A meio da limpeza, uma notificação interrompeu o processo. Era uma mensagem de uma antiga aluna, qualquer coisa deste género:

– A professora já não está na escola?

Sobressaltou-me de imediato, a vida nómada e precária da profissão, os laços que resistem ao espaço, acima de tudo, o reconhecimento, nunca tardio, da partilha.

- Não, fui destacada para outro sítio.

Outro sítio longe, outro sítio diferente, um sítio no qual se começa tudo de novo. Entre a curiosidade e o nervosismo, surgem as palavras da colega Carla Carvalho: "O professor está sempre a perder". Não era um queixume, é a descrição da realidade. Sempre que a educação transborda os limites do ensino, sabemos que vamos perder. Mas sabemos também que deixamos bocadinhos de nós por onde andamos, deixamos as palavras ditas, as gargalhadas compartilhadas, histórias de um pequeno mundo que emerge e cresce em intervalos de tempo.

Entre a sobrecarga burocrática e o tempo de educar é a partilha de conhecimento que deve permanecer. Deve expandir-se no tempo e no espaço. No teste fazem-se contas à terminologia correcta, à estrutura, ao certo e ao errado. Coisas chatas, mas necessárias. Mas o que fica é o que vale. E o que vale é o reconhecimento do tempo vivido, a experiência do conhecimento, da reflexão, a conversa leve que nem aparenta o conteúdo. Mas transmite-o, transformando-nos a nós e a quem nos ouve. E engana-se quem pensa que são todos iguais, ou que são quase todos iguais. São todos diferentes. E ainda bem, caso contrário a educação e, consequentemente, a democracia não teriam fundamento.
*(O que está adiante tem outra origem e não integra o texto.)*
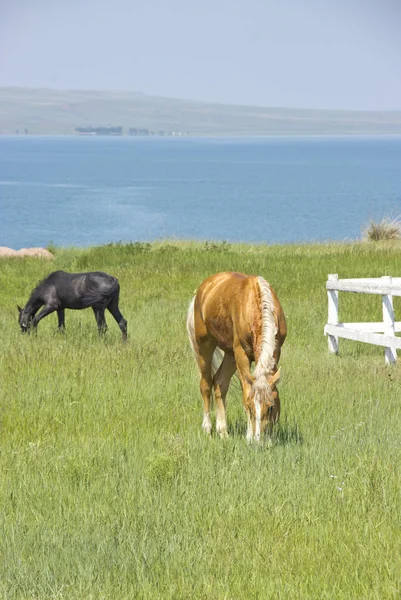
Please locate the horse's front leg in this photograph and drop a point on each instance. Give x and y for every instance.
(100, 319)
(244, 373)
(221, 382)
(61, 322)
(46, 310)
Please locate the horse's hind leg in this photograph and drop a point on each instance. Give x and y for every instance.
(206, 350)
(221, 382)
(61, 321)
(100, 319)
(122, 323)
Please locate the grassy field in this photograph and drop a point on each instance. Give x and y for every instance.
(109, 488)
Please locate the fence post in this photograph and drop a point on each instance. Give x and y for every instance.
(332, 296)
(390, 354)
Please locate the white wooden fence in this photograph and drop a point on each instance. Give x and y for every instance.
(380, 334)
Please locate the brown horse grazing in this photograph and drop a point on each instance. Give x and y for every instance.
(242, 316)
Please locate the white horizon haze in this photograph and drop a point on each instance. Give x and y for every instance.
(316, 55)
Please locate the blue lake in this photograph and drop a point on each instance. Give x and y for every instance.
(93, 190)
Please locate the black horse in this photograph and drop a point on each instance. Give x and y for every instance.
(62, 290)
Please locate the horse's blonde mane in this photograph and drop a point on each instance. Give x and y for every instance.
(266, 362)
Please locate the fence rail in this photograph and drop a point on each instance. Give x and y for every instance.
(377, 333)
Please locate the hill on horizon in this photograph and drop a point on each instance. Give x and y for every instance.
(60, 112)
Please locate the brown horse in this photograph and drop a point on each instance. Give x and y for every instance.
(242, 316)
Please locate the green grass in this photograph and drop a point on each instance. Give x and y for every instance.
(110, 490)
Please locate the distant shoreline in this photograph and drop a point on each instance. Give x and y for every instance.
(62, 112)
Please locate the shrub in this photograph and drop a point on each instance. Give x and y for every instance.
(387, 229)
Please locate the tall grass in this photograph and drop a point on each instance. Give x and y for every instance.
(386, 229)
(110, 490)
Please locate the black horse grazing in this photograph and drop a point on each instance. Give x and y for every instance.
(62, 290)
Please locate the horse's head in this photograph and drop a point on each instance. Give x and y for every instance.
(265, 403)
(24, 319)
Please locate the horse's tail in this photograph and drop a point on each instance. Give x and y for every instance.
(266, 362)
(218, 354)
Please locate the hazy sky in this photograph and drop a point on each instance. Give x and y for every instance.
(294, 53)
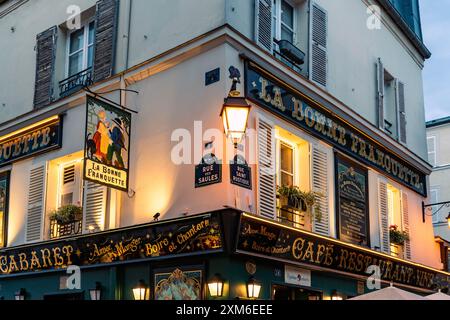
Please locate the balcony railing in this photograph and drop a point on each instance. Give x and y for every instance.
(61, 230)
(75, 82)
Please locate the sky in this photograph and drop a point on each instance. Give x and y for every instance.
(435, 16)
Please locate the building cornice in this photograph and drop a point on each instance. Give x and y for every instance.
(400, 22)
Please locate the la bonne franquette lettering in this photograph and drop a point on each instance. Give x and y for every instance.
(326, 127)
(24, 144)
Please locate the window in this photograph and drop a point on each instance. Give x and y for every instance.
(390, 112)
(4, 193)
(434, 198)
(81, 49)
(292, 164)
(70, 187)
(431, 145)
(283, 21)
(395, 216)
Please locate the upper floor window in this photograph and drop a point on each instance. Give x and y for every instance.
(81, 49)
(431, 145)
(284, 19)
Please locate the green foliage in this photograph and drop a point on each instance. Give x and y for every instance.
(67, 214)
(300, 199)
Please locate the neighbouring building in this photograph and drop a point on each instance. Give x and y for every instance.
(113, 155)
(439, 158)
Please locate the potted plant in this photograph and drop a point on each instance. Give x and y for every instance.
(396, 236)
(305, 201)
(67, 214)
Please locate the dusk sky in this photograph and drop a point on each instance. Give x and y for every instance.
(436, 33)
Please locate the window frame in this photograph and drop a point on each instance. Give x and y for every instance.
(77, 180)
(7, 176)
(84, 48)
(434, 138)
(278, 22)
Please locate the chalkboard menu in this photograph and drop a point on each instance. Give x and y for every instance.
(352, 202)
(241, 173)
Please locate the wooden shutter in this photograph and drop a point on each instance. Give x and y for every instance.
(405, 219)
(319, 43)
(263, 24)
(266, 169)
(36, 203)
(105, 38)
(45, 67)
(320, 159)
(94, 206)
(383, 217)
(380, 93)
(401, 111)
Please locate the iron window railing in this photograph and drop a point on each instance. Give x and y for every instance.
(75, 82)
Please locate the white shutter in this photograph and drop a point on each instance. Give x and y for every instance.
(94, 206)
(263, 24)
(405, 219)
(383, 217)
(401, 108)
(36, 203)
(380, 93)
(319, 43)
(320, 159)
(266, 169)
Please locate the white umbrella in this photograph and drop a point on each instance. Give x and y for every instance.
(438, 296)
(389, 293)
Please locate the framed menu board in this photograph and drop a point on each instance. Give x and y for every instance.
(352, 201)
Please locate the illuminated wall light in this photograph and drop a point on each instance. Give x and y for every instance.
(141, 291)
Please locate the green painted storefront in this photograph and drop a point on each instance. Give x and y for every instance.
(199, 257)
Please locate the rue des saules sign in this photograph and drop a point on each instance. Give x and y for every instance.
(272, 94)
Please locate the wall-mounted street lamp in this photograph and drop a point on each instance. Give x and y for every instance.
(215, 286)
(141, 291)
(20, 295)
(96, 292)
(429, 207)
(253, 288)
(235, 111)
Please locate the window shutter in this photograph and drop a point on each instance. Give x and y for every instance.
(94, 206)
(320, 183)
(105, 38)
(266, 169)
(380, 93)
(405, 218)
(402, 111)
(45, 67)
(36, 200)
(319, 54)
(383, 216)
(263, 24)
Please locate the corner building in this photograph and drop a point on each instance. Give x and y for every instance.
(337, 110)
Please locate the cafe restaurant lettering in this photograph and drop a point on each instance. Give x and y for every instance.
(262, 238)
(35, 139)
(272, 94)
(197, 235)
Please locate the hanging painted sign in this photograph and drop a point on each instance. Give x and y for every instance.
(194, 235)
(107, 144)
(352, 202)
(261, 238)
(31, 141)
(272, 94)
(240, 173)
(208, 172)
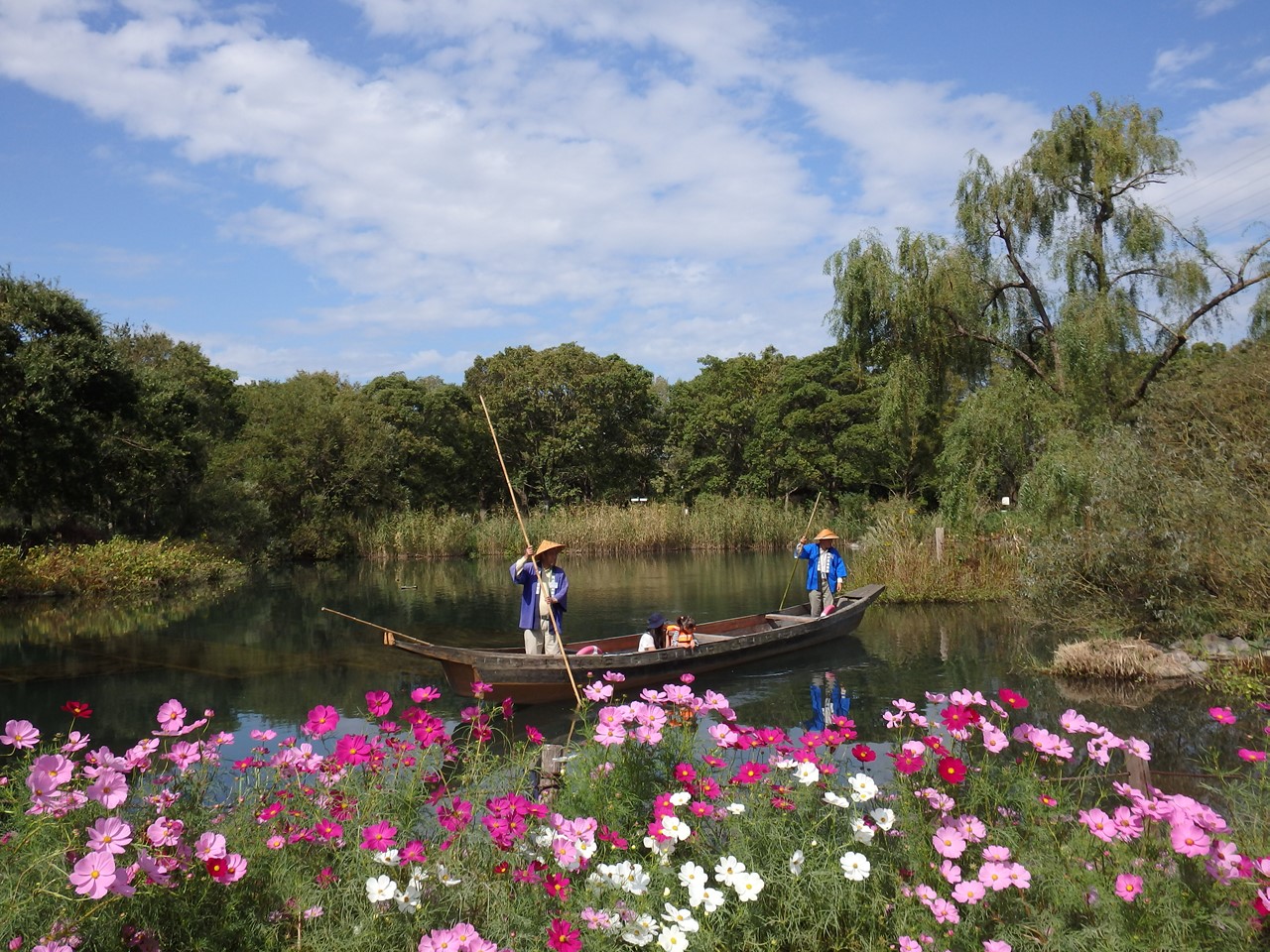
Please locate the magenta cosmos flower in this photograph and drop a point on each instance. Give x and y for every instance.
(94, 875)
(563, 937)
(952, 770)
(21, 734)
(1128, 887)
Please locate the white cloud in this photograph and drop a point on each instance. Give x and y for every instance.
(645, 177)
(1171, 63)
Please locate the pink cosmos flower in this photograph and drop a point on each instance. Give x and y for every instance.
(379, 703)
(1128, 887)
(598, 690)
(209, 844)
(109, 835)
(379, 837)
(610, 734)
(952, 770)
(1189, 839)
(322, 720)
(172, 716)
(969, 892)
(563, 937)
(1098, 824)
(907, 762)
(949, 842)
(94, 875)
(994, 876)
(21, 735)
(1012, 699)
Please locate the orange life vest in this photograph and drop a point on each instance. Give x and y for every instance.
(679, 638)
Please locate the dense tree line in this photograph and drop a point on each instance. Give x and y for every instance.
(962, 368)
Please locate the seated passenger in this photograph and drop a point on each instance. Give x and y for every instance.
(654, 638)
(685, 633)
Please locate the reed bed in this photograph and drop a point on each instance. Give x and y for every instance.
(111, 569)
(899, 551)
(1120, 658)
(710, 525)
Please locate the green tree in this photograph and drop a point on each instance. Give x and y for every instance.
(712, 421)
(444, 454)
(162, 452)
(572, 425)
(1060, 275)
(63, 393)
(817, 431)
(316, 456)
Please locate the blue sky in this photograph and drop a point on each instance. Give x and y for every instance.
(377, 185)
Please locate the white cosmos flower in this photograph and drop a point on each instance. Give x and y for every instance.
(381, 889)
(675, 828)
(408, 900)
(661, 848)
(672, 939)
(642, 930)
(445, 878)
(855, 866)
(707, 897)
(680, 916)
(726, 869)
(884, 817)
(862, 787)
(860, 830)
(748, 885)
(693, 875)
(807, 774)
Uma educação democrática transforma um país. A educação não é educação se não for democrática, se não se compreender que o seu âmago é o diálogo crítico, a capacidade de (se) ouvir e (se) expressar. Os valores que encontramos ausentes na sociedade devem ser o substrato de uma aula, imersos de humor, companheirismo e compreensão. Aparentemente não é nada, mas são os pequenos nadas que enchem um balão.
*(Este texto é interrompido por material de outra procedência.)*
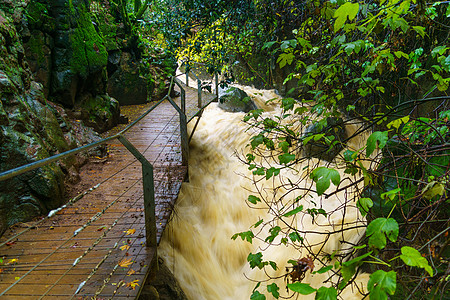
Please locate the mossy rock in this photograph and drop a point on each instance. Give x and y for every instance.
(100, 112)
(235, 100)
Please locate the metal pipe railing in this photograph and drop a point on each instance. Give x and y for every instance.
(147, 167)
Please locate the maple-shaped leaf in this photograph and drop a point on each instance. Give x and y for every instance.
(125, 263)
(133, 284)
(124, 247)
(130, 231)
(131, 272)
(12, 261)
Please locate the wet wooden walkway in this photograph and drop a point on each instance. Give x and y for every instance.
(95, 247)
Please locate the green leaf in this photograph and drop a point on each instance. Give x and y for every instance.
(258, 223)
(257, 296)
(273, 289)
(398, 122)
(322, 177)
(294, 236)
(419, 29)
(255, 260)
(301, 288)
(382, 283)
(347, 272)
(253, 199)
(349, 10)
(412, 257)
(257, 140)
(268, 45)
(287, 103)
(390, 195)
(364, 204)
(274, 231)
(294, 211)
(323, 270)
(272, 171)
(378, 136)
(379, 228)
(401, 54)
(246, 235)
(324, 293)
(286, 158)
(259, 171)
(285, 58)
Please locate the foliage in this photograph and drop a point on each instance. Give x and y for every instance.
(382, 62)
(379, 65)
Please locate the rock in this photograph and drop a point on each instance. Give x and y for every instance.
(334, 129)
(101, 112)
(126, 84)
(166, 285)
(235, 100)
(38, 55)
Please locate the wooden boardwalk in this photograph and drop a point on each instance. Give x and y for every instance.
(95, 247)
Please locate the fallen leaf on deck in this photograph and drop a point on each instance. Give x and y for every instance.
(133, 284)
(101, 228)
(131, 272)
(124, 247)
(12, 261)
(130, 231)
(125, 263)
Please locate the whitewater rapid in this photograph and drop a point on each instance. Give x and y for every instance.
(211, 207)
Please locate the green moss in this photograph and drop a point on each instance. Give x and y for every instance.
(36, 45)
(89, 52)
(37, 14)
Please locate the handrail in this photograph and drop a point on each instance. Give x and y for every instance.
(147, 167)
(199, 83)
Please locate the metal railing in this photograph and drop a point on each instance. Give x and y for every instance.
(147, 167)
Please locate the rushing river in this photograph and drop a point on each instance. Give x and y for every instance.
(197, 244)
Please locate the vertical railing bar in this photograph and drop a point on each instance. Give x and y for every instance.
(199, 91)
(149, 193)
(216, 77)
(183, 132)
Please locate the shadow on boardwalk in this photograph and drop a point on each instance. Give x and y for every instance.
(95, 246)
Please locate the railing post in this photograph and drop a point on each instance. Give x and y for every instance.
(216, 77)
(199, 91)
(184, 140)
(149, 193)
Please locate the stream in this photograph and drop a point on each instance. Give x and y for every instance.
(197, 245)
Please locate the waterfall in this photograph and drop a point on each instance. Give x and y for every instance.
(211, 207)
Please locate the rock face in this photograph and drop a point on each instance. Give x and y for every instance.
(67, 54)
(334, 130)
(235, 100)
(126, 84)
(31, 128)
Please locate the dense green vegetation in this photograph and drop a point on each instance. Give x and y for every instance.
(383, 63)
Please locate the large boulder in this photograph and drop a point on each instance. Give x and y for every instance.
(235, 100)
(100, 112)
(333, 141)
(126, 83)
Tenho descoberto, a algum custo, que é normal passar 11 horas na escola, que não podemos fazer tudo, que não temos a certeza de que a aprendizagem se efectiva, que a pressão de pares é real, entre muitos outros espinhos. Espinhos que passam despercebidos ao Ministério da Educação, por muitas greves e acções simbólicas que sejam feitas, como as dos últimos dias. São espinhos que atravessam a dinâmica e estabilidade, imprescindíveis para a escola pública e para a formação de uma consciência social.

Mas, e que bom mas este é, enquanto soubermos intencionalmente que são os estudantes que nós servimos, que é para eles que lá estamos e que existem pequenos sinais de que alguém guardou o tempo e o trabalho que dispensamos, o dia está ganho.

A educação segue o seu processo complexo, entre os ditames do sistema e interpessoalidade da relação pedagógica, mas segue. Ainda bem que deixamos um pouco de nós, que alguém pegou no pouco que fomos tentando partilhar, é indício de que é necessário.

E a necessidade sublinha o valor da educação.